Traditional Housing style

May 15, 2014
Traditional Style Floor Plan
  • Often small, 1 to 1 1/2 one story
  • Low- to medium-pitched hipped or gabled roof
  • Narrow, boxed eaves
  • Windows may be single- or double-hung, often with two-over-two horizontal panes. Windows may wrap corners. Doors were often flat panels with small glass windows.
  • Simple, built-in cabinetry
  • Wall cladding may be mixed according to local availability including wood in clapboards, plain or raked shingle. Asbestos shingle is not uncommon. Brick veneer and stone are seen.
  • Often seen with substantial chimneys
  • Small, covered front porch
  • Little if any ornamentation
  • Garages were usually separate, but occasionally were integrated or attached by a breezeway to the house.
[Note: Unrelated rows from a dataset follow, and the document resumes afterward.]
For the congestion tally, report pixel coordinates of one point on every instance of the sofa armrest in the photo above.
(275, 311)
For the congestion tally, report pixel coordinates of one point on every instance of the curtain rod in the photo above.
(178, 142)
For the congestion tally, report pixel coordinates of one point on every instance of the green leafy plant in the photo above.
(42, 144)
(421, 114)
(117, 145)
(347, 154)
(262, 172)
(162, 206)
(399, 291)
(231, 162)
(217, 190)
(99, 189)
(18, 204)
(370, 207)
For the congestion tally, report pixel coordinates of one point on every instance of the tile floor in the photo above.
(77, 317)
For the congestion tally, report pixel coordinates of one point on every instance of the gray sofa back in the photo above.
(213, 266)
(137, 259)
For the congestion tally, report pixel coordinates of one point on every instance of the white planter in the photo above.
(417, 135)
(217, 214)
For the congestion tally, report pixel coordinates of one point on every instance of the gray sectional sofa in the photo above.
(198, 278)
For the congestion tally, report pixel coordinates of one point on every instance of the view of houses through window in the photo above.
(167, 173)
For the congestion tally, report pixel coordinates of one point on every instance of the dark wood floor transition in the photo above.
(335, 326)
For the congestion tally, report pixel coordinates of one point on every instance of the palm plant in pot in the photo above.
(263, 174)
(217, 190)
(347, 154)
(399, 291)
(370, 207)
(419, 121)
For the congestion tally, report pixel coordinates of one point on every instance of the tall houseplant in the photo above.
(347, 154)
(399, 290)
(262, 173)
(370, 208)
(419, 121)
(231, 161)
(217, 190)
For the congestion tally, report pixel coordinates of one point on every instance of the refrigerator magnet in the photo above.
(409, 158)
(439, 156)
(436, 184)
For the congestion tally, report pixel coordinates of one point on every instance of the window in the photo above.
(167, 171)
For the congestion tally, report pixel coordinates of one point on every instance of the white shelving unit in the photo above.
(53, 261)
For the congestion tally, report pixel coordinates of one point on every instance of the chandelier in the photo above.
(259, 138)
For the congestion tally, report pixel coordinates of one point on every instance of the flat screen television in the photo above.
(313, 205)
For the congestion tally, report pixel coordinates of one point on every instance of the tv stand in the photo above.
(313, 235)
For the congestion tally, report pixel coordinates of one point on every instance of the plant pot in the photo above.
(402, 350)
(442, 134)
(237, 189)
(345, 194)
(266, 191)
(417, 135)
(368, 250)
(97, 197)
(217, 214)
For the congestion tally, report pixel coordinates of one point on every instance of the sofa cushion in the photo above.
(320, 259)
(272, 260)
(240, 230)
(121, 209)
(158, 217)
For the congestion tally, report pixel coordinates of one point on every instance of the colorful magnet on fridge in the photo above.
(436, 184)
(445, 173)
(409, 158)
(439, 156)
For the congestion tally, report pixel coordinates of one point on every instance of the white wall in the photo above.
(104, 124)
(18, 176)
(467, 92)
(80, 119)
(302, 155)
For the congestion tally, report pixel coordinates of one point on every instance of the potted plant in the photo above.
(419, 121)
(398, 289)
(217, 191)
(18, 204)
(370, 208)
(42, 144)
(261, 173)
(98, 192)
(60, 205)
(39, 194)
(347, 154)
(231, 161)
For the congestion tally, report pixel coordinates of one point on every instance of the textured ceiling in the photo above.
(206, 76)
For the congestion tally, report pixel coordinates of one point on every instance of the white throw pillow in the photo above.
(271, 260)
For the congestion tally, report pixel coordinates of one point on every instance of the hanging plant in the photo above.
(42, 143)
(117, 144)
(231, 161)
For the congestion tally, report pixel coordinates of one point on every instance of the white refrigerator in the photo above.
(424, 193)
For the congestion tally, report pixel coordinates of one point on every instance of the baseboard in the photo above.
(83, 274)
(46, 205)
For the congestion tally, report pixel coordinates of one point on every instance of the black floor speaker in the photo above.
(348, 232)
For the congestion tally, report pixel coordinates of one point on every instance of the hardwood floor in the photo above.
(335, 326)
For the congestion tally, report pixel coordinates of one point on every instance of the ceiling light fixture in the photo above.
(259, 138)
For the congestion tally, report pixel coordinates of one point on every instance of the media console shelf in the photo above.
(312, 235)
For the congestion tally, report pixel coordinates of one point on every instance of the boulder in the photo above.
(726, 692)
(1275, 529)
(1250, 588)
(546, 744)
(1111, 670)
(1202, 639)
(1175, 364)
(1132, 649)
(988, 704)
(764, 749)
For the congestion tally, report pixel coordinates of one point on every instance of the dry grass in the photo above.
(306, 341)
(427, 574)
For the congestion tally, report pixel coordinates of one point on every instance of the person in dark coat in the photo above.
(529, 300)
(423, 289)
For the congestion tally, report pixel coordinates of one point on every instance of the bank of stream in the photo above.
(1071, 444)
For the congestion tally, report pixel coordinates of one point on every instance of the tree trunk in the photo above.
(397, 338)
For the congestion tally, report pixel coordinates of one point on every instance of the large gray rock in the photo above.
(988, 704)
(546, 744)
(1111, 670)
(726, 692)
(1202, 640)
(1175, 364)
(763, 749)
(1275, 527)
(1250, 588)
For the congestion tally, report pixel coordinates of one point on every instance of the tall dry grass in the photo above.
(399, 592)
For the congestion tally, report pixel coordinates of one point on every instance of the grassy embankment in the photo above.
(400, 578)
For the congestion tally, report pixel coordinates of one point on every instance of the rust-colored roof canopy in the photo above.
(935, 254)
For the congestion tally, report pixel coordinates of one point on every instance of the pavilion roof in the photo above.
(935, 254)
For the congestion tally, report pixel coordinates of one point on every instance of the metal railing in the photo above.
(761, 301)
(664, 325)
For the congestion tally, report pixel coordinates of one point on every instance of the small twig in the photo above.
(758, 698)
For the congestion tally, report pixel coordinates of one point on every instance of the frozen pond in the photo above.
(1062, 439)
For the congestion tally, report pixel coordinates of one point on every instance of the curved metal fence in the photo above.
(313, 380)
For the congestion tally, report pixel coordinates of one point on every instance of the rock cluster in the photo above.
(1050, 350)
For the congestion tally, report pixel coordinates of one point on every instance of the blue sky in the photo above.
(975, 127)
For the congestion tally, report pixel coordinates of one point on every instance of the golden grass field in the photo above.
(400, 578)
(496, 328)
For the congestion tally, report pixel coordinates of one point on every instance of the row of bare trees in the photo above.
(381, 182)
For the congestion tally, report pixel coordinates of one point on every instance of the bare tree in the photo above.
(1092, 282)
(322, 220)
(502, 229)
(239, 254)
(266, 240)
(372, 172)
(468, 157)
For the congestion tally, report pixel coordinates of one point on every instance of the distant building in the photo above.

Not dominant, usually set back.

The short answer

One of the most ubiquitous house styles is the Minimal Traditional. Commonly overlooked as a non-style, it quickly evolved from the simplified "modern" interpretation of the many revival styles prevalent during the 1920s.

The more ornamented, distinctive styles of the 1920s such as the English Revival or Spanish Eclectic were stripped of all unnecessary details and marketed as Modern American, Modern English, or Modern Colonial cottages. These small homes replaced the craftsman-style bungalows of the previous decade, which by the early 1930s were considered out of date and hopelessly old-fashioned. Because they were small, they were also affordable by many working and middle-class families.

Some writers have concluded that the Minimal Traditional style evolved as a result of cost-cutting measures during the Depression which resulted in smaller, more streamlined buildings. While it's true than the Depression put the stops on more ornate or grandiose plans, Deco, International, and Art Moderne were going strong and they all contributed to the streamlining of small homes.

At the same time, homebuyers were very traditional about their tastes in homes. The decorous and more formal Colonial Revival of the first quarter of the 20th century was simplified for smaller families on a modest budget. While people wanted to be "modern" in many respects, they often tended to distrust modern design as being faddish.

Rather than small houses, cheaply built of inferior materials, the Minimal Traditional was usually constructed of the same quality materials as larger, more expensive homes. Where they differed was in the number of built-ins and the interior finishes. The average size was about 800 square feet and often the only cabinetry were the sink and a counter unit in the kitchen, possibly a bathroom closet, and a linen closet in the hall. The result is a small house with few exotic decorative details.